Wobei man hier natürlich sagen muss: In der Preisklasse, in der e-tron GT und Taycan spielen, entscheidet meistens der persönliche Geschmack. Der Audi hat auch in der "zivilen" Version (also ohne das zusätzliche RS-Kürzel) den markigeren Auftritt im Vergleich zum Konzernbruder aus Stuttgart-Zuffenhausen. Er dreht Köpfe, lässt Finger zeigen und den ein oder anderen wohl verträumt die Web-Adresse der Audi AG auf seinem Smartphone eintippen.

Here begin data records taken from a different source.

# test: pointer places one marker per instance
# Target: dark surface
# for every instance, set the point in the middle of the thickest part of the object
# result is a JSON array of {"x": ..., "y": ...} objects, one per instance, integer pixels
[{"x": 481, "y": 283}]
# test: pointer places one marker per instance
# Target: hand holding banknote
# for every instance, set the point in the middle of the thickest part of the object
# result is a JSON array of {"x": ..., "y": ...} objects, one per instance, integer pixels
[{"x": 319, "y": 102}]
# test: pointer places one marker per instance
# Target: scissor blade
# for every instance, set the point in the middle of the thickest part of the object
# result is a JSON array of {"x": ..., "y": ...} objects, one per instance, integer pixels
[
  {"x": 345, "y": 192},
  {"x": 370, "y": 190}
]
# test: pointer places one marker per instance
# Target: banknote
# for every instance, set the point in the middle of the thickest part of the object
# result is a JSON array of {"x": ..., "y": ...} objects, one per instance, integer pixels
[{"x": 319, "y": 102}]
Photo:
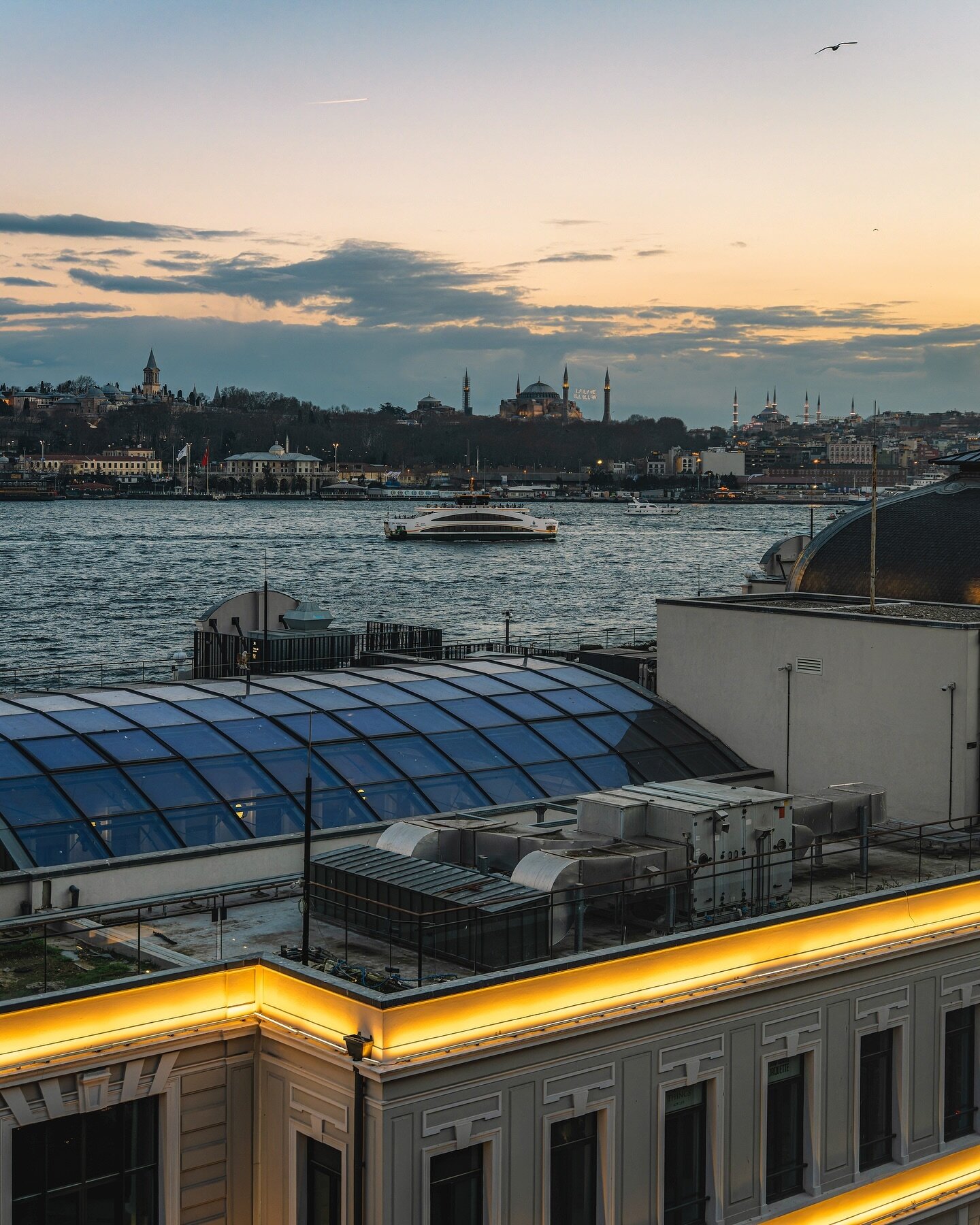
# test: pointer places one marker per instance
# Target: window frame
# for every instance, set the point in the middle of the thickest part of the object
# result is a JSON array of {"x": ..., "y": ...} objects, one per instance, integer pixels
[
  {"x": 491, "y": 1143},
  {"x": 606, "y": 1111},
  {"x": 715, "y": 1139}
]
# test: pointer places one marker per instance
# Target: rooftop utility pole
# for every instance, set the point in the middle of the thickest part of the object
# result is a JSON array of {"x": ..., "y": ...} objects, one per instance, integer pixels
[{"x": 874, "y": 508}]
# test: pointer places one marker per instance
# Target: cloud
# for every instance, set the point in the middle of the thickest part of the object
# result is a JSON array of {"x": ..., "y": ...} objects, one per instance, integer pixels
[
  {"x": 12, "y": 306},
  {"x": 80, "y": 226},
  {"x": 576, "y": 257}
]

Wer das macht, wird zunächst mit der Qual der Wahl konfrontiert. Tut es der "normale" e-tron GT, oder muss es der "RS" sein? Der günstigere e-tron GT ist technisch vergleichbar mit dem Porsche Taycan 4S (Stromverbrauch kombiniert: 25,4-20,4 kWh/100 km; CO2-Emissionen kombiniert: 0 g/km²), verfügt über 350 kW/476 PS bzw. unter Ausnutzung des Overboosts zeitweilig über 390 kW/530 PS.
Die Werksangabe nennt 4,1 Sekunden für die Beschleunigung aus dem Stand auf Landstraßentempo. Die Höchstgeschwindigkeit wird mit 245 km/h angegeben. Werte, die in allen Lebenslagen im Grunde ausreichen, wenn man ehrlich ist. Der RS erledigt selbstredend sämtliche Disziplinen etwas schneller und bietet 5 km/h mehr Höchstgeschwindigkeit. Ob man das braucht, muss man auch anhand des eigenen Bankkontos entscheiden.
Doch schon der e-tron GT quattro bietet zum selbstbewussten Basispreis von 99.800 Euro Annehmlichkeiten und ein Fahrgefühl, das im Grunde keine Wünsche offen lässt, wenn man der Elektromobilität offen gegenübersteht. Das Interieur wirkt Audi-typisch vertraut und dennoch wohltuend anders. Die sehr tiefe Sitzposition und die knappe, alcantarabezogene Hutze über dem Virtual Cockpit wirken sehr sportlich, die lederfreie Ausstattung auf den Sitzen und die offenporige Holzleiste hochwertig.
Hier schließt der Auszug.